A Alemanha, por seu lado, questiona-se sobre a continuação do seu compromisso no âmbito da Missão de Formação da União Europeia no Mali (EUTM), na qual trabalham 300 dos seus concidadãos. Esta reflexão foi iniciada antes do início da guerra na Ucrânia. Em todo o caso, a sua manutenção ou não, não seria existencial: numa pesquisa recente, oito em cada dez malianos não conheciam esta missão...

Quanto à NATO, que estava a "estudar as possibilidades de alargar as suas parcerias aos países da região do Sahel", já não precisa de procurar noutros locais, uma vez que recuperou a razão para existir: combater a ameaça russa.

A existência da força das Nações Unidas no Mali (MINUSMA) não está, pelo menos por enquanto, em causa, e isso é uma sorte. Quaisquer que sejam os defeitos estruturais desta força, a sua presença continua a ser essencial para proporcionar ajuda às populações, ocupar o campo, documentar incidentes de segurança. Note-se que, ao longo do período de intensas tensões entre os governos francês e maliano, a MINUSMA manteve-se numa posição de neutralidade rigorosa. É a seu favor que não reproduziu os erros da UNOCI durante a guerra de 2011 na Costa do Marfim. No entanto, a partida de Barkhane complica a sua missão e torna-a ainda mais perigosa (1), sem força de reacção e apoio aéreo. A França propôs continuar a prestar este apoio ao Mali e, portanto, à MINUSMA, mas com a condição expressa de que "não há Wagner" como o especificou o General Michon durante a sua conferência de imprensa em Ouagadougou.

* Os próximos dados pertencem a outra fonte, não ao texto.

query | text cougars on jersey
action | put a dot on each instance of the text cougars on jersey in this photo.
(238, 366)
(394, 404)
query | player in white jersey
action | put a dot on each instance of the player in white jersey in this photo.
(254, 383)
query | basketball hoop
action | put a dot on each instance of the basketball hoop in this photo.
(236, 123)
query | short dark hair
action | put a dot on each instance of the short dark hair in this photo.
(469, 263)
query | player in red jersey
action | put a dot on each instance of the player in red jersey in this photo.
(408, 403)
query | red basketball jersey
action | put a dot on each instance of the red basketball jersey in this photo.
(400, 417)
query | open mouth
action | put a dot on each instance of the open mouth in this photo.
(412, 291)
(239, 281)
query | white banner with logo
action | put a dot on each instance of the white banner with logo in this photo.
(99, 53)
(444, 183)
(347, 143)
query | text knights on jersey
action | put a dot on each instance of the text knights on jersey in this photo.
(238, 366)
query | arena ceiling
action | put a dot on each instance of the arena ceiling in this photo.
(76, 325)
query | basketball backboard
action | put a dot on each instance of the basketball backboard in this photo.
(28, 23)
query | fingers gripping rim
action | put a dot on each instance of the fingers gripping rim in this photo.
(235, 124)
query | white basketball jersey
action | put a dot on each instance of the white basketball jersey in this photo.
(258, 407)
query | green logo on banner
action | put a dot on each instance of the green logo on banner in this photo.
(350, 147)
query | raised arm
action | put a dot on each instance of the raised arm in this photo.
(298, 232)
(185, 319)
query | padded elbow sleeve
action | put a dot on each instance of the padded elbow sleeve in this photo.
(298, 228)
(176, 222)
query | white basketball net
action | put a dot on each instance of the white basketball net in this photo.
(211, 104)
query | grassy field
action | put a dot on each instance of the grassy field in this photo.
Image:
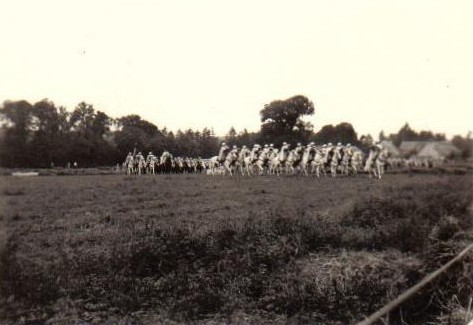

Em relação à companhia militar privada russa Antonio Guterrez assumiu uma posição mais comedida declarando em Janeiro passado: "É uma decisão soberana do governo do Mali ter cooperação com uma organização como esta", acrescentou que "a única coisa que queremos é que não crie qualquer dificuldade. "à nossa missão. No entanto, uma reflexão sobre o aumento dos recursos da MINUSMA, a sua força de reacção e um mandato mais forte deveriam necessariamente estar na ordem do dia.

As dez Pragas do Egipto

A situação mantém-se inalterada para o G5 Sahel se tiver os meios, sendo o problema dos seus recursos recorrente desde o seu início em 2014. A União Europeia é o maior doador do G5 e do Sahel, mas mesmo que tenha orçamentos substanciais, com a guerra na Ucrânia já não é certo que esta região seja uma das suas prioridades.

Desde 2014, Bruxelas concedeu mais de 18,2 mil milhões de euros em ajudas e empréstimos em condições muito favoráveis à Ucrânia (sabendo ainda que, com o conflito, os empréstimos que representam cerca de metade desse montante não serão reembolsados). Os países da região do Sahel receberam, desde 2013, cerca de 8 mil milhões de euros de ajuda. Os orçamentos também não são extensíveis, depois do "custe o que custar" à pandemia e das consequências das sanções impostas à Rússia, à inflacção e às dificuldades económicas que se escondem nos Estados europeus. Em caso de secagem brutal dos fundos ocidentais, que meios permanecerão para os países que têm de enfrentar ameaças jihadistas, aumento dos preços da energia, escassez de fertilizantes e cereais devido às sanções que não decretaram? O Sahel é um dos grandes perdedores deste conflito. Faltaria mais do que uma invasão de gafanhotos e a imagem estaria completa.

(1) Esta missão é a mais perigosa operação de manutenção da paz da ONU, até à data lamentamos a morte de 161 soldados da paz desde 2013.

 

*Fonte: IVERIS

Leslie Varenne, jornalista de investigação, é directora do IVERIS (Instituto de Monitorização e Estudo de Relações Internacionais e Estratégicas).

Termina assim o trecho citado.